Bad Cats


I’m a “cat person”. I like cats and have liked them all my life. But I am now in the possession of two cats who are so awful that they are, by their very existence, arguing me out of my inclination.

By chance they are both females, which I have since heard is a bad idea. In these cats’ case it certainly is. One is a tortoiseshell, the other is a calico. Both beautiful, both crazy-making. The tortoiseshell is overweight, blind, and psychotic. She will bite and scratch family, friends, and guests without provocation. The calico is spastic, scratches all the furniture, knocks things over, yowls, and picks fights with the other. They vomit everywhere. Our entire house is a patchwork of light brown stains. Neither one of them are affectionate and they rarely purr.

The last good cat we had, a male blue tabby, was gregarious and affectionate. Unfortunately he was hellbent on being outside, and met an ugly fate at the hands of the coyotes that travel in the wildlife corridor just beyond our back yard. The tortoiseshell, who survived him, is afraid of being outside, but more because of the voices in her head than of any rational understanding of the danger.

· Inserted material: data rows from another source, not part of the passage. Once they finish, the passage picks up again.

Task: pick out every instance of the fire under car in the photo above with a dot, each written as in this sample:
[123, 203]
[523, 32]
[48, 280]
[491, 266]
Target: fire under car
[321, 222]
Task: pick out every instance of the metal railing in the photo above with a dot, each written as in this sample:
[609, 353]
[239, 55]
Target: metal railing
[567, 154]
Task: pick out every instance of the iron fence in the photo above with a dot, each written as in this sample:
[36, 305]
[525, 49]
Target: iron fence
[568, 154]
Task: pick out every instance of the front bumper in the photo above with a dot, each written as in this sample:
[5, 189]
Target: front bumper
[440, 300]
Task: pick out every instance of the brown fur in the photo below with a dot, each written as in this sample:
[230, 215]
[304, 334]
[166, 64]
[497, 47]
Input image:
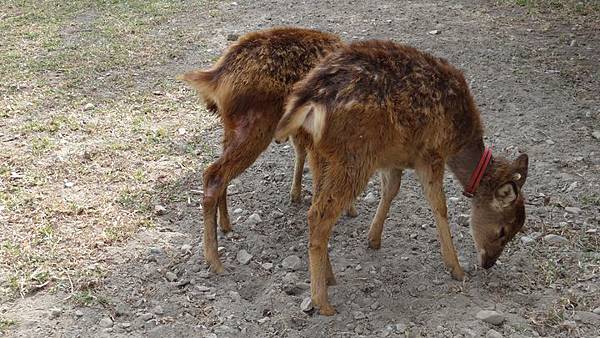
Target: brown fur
[247, 87]
[388, 107]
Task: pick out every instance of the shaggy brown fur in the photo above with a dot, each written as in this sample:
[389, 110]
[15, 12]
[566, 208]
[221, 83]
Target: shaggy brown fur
[247, 87]
[378, 105]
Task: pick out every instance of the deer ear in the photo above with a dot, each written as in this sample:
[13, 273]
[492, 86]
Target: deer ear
[520, 166]
[506, 194]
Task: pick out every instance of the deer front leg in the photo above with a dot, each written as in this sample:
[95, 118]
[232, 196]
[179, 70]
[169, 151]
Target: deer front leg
[431, 176]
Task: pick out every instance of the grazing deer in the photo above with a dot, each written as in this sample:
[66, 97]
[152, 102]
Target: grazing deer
[378, 105]
[247, 88]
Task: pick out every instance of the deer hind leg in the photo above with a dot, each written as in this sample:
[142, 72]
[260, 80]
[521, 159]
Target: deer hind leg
[339, 187]
[243, 146]
[390, 184]
[318, 165]
[223, 219]
[431, 175]
[300, 150]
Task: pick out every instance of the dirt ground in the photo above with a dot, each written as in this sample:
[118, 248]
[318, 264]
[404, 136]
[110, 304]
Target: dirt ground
[102, 151]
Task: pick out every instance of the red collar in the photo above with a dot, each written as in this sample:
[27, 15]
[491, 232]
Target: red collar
[477, 174]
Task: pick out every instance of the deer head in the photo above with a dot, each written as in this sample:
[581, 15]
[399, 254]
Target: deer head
[498, 209]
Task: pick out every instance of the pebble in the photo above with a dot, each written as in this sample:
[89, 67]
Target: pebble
[527, 240]
[55, 312]
[291, 262]
[306, 305]
[553, 239]
[586, 317]
[573, 210]
[463, 220]
[158, 310]
[358, 315]
[146, 316]
[171, 277]
[160, 210]
[370, 198]
[253, 219]
[492, 317]
[243, 257]
[106, 323]
[493, 334]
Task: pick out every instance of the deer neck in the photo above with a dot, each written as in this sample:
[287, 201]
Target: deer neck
[466, 159]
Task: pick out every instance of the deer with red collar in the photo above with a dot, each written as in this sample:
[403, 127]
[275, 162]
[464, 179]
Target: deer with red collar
[380, 106]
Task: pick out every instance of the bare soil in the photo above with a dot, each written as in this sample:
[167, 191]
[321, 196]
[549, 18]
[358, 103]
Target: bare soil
[534, 72]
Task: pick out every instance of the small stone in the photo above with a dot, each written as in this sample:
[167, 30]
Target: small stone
[106, 323]
[463, 220]
[146, 316]
[493, 334]
[527, 240]
[358, 315]
[370, 198]
[158, 310]
[243, 257]
[492, 317]
[160, 210]
[306, 305]
[555, 239]
[171, 277]
[253, 219]
[291, 262]
[55, 312]
[121, 309]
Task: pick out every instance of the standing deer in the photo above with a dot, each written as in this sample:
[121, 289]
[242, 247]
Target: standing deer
[247, 88]
[378, 105]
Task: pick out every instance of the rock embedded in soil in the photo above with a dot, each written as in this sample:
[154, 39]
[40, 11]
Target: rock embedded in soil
[171, 277]
[243, 257]
[106, 323]
[55, 312]
[306, 305]
[463, 220]
[160, 210]
[553, 239]
[291, 262]
[489, 316]
[493, 334]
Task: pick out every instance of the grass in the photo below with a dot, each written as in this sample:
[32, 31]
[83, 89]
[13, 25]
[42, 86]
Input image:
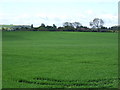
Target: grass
[60, 60]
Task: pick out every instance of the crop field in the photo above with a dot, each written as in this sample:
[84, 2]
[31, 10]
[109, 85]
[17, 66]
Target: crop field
[33, 59]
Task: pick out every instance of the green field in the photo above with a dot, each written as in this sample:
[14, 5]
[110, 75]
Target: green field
[60, 59]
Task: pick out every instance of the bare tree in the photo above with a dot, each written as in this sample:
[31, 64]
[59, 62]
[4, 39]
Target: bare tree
[97, 23]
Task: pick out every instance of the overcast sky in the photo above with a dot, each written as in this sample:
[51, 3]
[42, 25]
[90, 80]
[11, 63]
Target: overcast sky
[58, 11]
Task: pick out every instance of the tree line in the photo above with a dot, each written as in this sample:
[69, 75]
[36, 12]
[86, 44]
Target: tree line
[96, 26]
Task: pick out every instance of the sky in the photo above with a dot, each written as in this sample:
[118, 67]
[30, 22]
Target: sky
[49, 12]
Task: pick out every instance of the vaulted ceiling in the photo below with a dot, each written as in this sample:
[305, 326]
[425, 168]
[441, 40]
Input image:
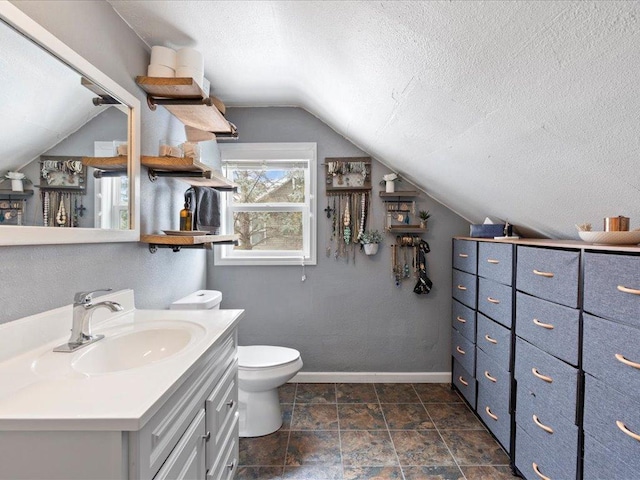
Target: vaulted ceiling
[523, 110]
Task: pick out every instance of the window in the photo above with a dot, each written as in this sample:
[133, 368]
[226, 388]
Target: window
[274, 210]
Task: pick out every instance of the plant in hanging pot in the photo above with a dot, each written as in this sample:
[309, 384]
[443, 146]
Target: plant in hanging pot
[370, 239]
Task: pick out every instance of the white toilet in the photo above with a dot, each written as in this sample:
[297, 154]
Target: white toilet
[261, 370]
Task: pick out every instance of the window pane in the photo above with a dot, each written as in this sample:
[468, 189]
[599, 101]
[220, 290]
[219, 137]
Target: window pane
[268, 230]
[269, 185]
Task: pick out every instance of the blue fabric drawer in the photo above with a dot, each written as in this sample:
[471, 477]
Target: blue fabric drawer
[494, 339]
[494, 412]
[551, 327]
[464, 288]
[600, 463]
[465, 256]
[605, 276]
[561, 391]
[464, 351]
[530, 456]
[495, 301]
[495, 261]
[465, 382]
[608, 413]
[610, 351]
[463, 319]
[549, 274]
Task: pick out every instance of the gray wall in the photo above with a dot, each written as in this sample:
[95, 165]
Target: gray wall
[344, 317]
[38, 278]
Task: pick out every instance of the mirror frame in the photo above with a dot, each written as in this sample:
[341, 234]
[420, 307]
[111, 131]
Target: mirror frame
[27, 235]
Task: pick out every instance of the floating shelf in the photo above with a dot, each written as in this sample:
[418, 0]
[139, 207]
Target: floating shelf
[186, 100]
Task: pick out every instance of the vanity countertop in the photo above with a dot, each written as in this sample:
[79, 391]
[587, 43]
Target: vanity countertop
[42, 390]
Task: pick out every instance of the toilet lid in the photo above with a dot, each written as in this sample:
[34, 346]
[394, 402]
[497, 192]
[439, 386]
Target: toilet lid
[262, 356]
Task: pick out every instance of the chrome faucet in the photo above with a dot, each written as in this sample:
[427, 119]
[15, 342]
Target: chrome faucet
[83, 308]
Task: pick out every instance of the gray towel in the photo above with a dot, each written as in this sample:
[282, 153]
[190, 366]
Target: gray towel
[206, 209]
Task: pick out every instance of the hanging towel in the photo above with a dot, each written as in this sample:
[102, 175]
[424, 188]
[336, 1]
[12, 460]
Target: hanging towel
[206, 209]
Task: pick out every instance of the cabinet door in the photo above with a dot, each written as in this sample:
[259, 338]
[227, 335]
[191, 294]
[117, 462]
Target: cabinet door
[186, 461]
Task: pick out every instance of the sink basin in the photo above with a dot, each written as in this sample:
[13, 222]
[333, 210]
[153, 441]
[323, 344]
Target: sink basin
[136, 348]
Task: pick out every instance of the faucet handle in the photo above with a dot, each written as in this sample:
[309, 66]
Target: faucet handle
[84, 298]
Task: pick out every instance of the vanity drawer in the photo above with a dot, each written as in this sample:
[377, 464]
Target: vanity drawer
[464, 288]
[464, 320]
[465, 382]
[465, 255]
[612, 286]
[464, 351]
[495, 261]
[534, 462]
[549, 274]
[494, 412]
[602, 463]
[612, 418]
[543, 377]
[611, 353]
[549, 326]
[495, 340]
[494, 300]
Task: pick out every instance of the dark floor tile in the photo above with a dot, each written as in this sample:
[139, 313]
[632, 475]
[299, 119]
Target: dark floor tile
[437, 393]
[316, 393]
[259, 473]
[360, 416]
[432, 473]
[452, 416]
[356, 393]
[287, 393]
[313, 448]
[488, 473]
[421, 447]
[314, 472]
[312, 416]
[474, 447]
[406, 416]
[372, 473]
[367, 448]
[396, 393]
[269, 450]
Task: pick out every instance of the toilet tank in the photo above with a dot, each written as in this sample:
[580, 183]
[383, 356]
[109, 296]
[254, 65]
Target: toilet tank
[200, 300]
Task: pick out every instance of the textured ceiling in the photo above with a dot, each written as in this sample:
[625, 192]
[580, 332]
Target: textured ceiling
[522, 110]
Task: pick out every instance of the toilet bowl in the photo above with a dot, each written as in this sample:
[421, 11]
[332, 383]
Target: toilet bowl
[261, 370]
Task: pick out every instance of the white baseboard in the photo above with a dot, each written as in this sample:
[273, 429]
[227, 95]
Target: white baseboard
[372, 377]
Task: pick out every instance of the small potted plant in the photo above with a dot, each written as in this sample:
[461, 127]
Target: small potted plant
[424, 216]
[370, 239]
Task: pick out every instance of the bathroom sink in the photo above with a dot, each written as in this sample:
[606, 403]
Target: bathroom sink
[135, 348]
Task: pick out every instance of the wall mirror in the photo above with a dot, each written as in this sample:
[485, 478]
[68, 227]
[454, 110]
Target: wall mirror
[59, 113]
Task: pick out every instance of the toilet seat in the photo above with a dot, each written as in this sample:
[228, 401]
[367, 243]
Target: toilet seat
[256, 357]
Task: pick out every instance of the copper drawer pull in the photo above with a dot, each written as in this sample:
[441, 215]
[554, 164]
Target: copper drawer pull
[540, 376]
[490, 413]
[537, 470]
[543, 274]
[542, 426]
[632, 291]
[493, 379]
[621, 358]
[625, 430]
[490, 340]
[548, 326]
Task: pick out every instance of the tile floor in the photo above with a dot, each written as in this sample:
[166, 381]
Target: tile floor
[365, 431]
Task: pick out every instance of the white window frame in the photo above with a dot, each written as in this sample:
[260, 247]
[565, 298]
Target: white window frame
[272, 153]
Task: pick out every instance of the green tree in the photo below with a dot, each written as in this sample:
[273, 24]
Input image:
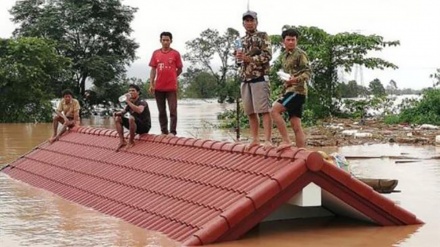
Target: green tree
[210, 47]
[436, 77]
[349, 90]
[28, 69]
[94, 34]
[330, 52]
[376, 88]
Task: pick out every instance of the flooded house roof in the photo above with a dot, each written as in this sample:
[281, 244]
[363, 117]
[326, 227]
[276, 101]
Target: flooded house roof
[194, 191]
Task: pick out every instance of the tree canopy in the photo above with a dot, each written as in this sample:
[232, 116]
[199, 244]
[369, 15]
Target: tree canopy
[29, 67]
[202, 53]
[94, 34]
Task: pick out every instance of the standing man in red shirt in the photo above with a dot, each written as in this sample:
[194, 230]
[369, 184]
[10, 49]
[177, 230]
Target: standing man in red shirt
[166, 65]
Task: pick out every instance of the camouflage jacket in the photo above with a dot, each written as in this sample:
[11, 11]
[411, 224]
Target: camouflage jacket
[257, 46]
[297, 64]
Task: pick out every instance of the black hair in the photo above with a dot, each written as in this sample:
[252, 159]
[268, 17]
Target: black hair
[290, 32]
[166, 34]
[67, 92]
[138, 89]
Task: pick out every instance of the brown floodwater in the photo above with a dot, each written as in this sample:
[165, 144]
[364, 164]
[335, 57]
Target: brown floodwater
[33, 217]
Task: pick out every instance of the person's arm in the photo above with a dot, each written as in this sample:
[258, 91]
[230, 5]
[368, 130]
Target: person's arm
[179, 64]
[59, 111]
[305, 73]
[76, 109]
[153, 72]
[136, 108]
[264, 54]
[152, 80]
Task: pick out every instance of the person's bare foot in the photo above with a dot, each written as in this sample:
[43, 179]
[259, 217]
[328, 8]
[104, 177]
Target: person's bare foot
[267, 145]
[283, 146]
[251, 145]
[53, 139]
[129, 145]
[121, 144]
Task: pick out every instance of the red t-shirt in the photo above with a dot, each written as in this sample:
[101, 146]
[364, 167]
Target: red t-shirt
[166, 65]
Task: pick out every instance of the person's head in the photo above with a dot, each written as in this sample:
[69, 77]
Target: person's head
[134, 91]
[67, 95]
[290, 38]
[166, 38]
[250, 21]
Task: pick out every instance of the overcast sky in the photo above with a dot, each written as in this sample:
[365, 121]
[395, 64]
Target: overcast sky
[416, 24]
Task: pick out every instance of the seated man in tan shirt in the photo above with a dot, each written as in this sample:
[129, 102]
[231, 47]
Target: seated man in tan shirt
[67, 114]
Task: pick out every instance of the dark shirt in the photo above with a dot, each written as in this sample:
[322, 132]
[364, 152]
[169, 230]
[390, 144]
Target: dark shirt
[144, 116]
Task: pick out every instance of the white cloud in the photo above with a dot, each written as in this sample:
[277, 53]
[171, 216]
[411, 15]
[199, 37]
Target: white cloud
[414, 24]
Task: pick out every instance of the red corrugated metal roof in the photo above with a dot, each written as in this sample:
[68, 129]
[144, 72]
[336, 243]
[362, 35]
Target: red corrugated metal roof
[195, 191]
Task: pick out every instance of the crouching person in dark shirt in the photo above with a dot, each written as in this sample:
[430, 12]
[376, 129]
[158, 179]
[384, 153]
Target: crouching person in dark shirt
[139, 121]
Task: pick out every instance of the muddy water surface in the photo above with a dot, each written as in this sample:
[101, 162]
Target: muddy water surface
[33, 217]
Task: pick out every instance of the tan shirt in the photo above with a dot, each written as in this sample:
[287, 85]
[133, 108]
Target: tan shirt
[71, 109]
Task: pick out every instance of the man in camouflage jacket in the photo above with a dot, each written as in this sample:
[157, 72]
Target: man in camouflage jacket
[255, 87]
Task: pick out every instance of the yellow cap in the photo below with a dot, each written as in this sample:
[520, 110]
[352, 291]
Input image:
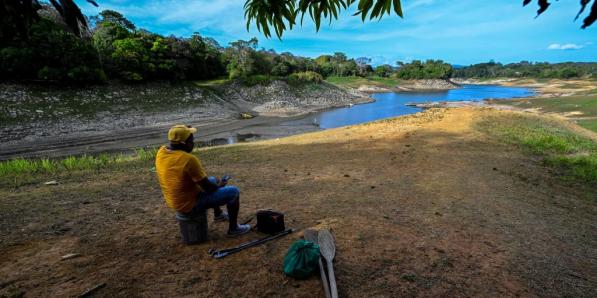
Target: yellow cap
[178, 134]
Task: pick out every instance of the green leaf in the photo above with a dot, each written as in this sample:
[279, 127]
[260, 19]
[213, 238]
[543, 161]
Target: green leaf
[398, 8]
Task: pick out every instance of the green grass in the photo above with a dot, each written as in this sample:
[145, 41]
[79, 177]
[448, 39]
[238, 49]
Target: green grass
[356, 82]
[18, 171]
[585, 104]
[589, 124]
[560, 147]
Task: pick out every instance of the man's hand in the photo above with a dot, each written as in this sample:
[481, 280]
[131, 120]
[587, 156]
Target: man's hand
[223, 181]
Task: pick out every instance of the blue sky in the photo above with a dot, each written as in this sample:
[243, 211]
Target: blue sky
[459, 32]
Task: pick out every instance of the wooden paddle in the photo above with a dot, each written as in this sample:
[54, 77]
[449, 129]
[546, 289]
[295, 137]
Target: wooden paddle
[311, 236]
[328, 251]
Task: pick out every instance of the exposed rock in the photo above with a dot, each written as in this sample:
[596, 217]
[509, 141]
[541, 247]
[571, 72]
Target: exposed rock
[427, 85]
[373, 89]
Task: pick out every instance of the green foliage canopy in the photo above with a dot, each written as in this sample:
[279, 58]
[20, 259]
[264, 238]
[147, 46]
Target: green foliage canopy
[282, 15]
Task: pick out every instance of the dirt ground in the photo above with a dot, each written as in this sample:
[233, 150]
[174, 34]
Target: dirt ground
[423, 205]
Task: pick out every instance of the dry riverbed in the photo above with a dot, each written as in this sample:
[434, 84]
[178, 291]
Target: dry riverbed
[50, 121]
[427, 205]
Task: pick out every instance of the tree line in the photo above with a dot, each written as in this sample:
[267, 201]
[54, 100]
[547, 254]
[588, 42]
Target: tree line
[113, 48]
[527, 69]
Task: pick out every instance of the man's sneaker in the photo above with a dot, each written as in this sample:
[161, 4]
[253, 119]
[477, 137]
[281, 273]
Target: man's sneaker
[240, 229]
[222, 217]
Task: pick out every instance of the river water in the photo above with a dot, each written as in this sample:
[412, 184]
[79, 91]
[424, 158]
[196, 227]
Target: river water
[393, 104]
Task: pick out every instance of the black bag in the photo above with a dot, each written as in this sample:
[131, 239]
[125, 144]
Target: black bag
[270, 222]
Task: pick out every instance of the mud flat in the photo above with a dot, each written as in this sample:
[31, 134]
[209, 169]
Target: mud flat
[51, 122]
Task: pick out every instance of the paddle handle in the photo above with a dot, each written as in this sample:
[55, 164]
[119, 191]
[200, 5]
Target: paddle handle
[332, 277]
[324, 280]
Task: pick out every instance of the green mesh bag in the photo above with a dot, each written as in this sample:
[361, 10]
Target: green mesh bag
[302, 259]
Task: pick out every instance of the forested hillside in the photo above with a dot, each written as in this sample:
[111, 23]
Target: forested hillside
[527, 69]
[113, 48]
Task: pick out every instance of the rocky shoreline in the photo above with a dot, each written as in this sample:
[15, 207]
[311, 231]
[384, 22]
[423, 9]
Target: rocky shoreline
[58, 121]
[412, 86]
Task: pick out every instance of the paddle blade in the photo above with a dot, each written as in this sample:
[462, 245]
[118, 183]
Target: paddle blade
[311, 235]
[327, 246]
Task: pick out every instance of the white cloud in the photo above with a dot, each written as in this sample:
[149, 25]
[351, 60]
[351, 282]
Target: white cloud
[568, 46]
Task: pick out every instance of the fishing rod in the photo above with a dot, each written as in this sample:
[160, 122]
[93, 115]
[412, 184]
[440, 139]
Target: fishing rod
[218, 254]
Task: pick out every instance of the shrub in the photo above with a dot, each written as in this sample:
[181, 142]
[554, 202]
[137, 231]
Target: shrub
[305, 77]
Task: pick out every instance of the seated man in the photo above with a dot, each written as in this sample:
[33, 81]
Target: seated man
[187, 188]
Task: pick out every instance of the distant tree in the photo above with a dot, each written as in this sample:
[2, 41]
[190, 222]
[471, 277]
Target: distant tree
[527, 69]
[431, 69]
[384, 70]
[282, 15]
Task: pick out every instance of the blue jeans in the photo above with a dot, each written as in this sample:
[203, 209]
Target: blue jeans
[226, 195]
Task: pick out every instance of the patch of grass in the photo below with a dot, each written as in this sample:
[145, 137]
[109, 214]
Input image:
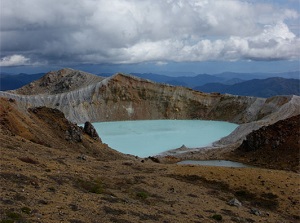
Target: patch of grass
[244, 194]
[269, 196]
[13, 215]
[217, 217]
[7, 221]
[94, 186]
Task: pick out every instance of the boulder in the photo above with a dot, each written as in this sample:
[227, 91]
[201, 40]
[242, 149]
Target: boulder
[90, 130]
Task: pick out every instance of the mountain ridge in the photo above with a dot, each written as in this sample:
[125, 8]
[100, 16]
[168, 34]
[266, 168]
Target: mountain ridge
[125, 97]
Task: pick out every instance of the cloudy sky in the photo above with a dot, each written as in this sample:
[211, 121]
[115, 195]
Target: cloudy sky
[150, 35]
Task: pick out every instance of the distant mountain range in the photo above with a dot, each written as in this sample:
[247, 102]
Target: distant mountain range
[247, 84]
[259, 88]
[15, 81]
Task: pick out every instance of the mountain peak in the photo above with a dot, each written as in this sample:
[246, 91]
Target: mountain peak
[55, 82]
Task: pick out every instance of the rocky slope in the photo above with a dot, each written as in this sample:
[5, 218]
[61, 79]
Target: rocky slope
[49, 174]
[273, 146]
[123, 97]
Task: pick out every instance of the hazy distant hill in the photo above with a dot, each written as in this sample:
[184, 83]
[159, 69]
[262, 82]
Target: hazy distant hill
[259, 88]
[227, 82]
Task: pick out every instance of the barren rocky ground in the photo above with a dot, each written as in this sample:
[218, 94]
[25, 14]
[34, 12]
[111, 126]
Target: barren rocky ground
[48, 175]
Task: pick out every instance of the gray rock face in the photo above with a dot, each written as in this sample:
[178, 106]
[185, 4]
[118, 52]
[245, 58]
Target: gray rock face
[123, 97]
[74, 133]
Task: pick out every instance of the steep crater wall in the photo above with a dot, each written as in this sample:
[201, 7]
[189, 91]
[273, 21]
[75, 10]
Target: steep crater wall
[123, 97]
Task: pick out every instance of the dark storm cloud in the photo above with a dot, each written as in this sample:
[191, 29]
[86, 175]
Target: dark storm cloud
[133, 31]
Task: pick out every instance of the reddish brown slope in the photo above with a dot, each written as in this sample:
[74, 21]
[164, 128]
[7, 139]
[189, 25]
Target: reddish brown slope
[274, 146]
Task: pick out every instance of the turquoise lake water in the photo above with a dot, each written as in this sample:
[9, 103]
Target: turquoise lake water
[152, 137]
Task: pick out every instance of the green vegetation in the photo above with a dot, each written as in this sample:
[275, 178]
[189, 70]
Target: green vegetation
[217, 217]
[26, 210]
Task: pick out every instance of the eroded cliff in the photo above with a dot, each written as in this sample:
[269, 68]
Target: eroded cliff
[124, 97]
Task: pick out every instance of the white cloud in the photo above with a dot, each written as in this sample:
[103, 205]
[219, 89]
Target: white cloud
[14, 60]
[132, 31]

The spastic calico, on the other hand, is dead set on getting outside and killing things she finds there. In another life she might have made some farmer a good mouser. The only things she has killed in our environs are kangaroo rats, the gentle desert ambassadors who are pests to nobody, or else leopard geckos, beautiful translucent once-living gems.

She finally made herself permanently unwelcome in our house by crapping outside the litter box—not just a little bit outside of it, but in our bathtubs and finally in a bookshelf. Game over. I made her a permanently outside cat, moving her food and water outside and refusing to let her inside the house anymore. This move has caused the tortoiseshell to relax somewhat, and the barfing seems to have stopped, which adds credence to the theory that female cats are worse together than individually.

I don’t know what to do with the calico now. I dislike the idea of putting her in a shelter where she will be even more confined than she was in the house, but she is now in danger of running afoul of the coyote gangs. Tonight I heard the wild whooping of the coyotes advertising some kill they’ve made, as I often hear. One of these times it’s going to mean that my problem has resolved itself.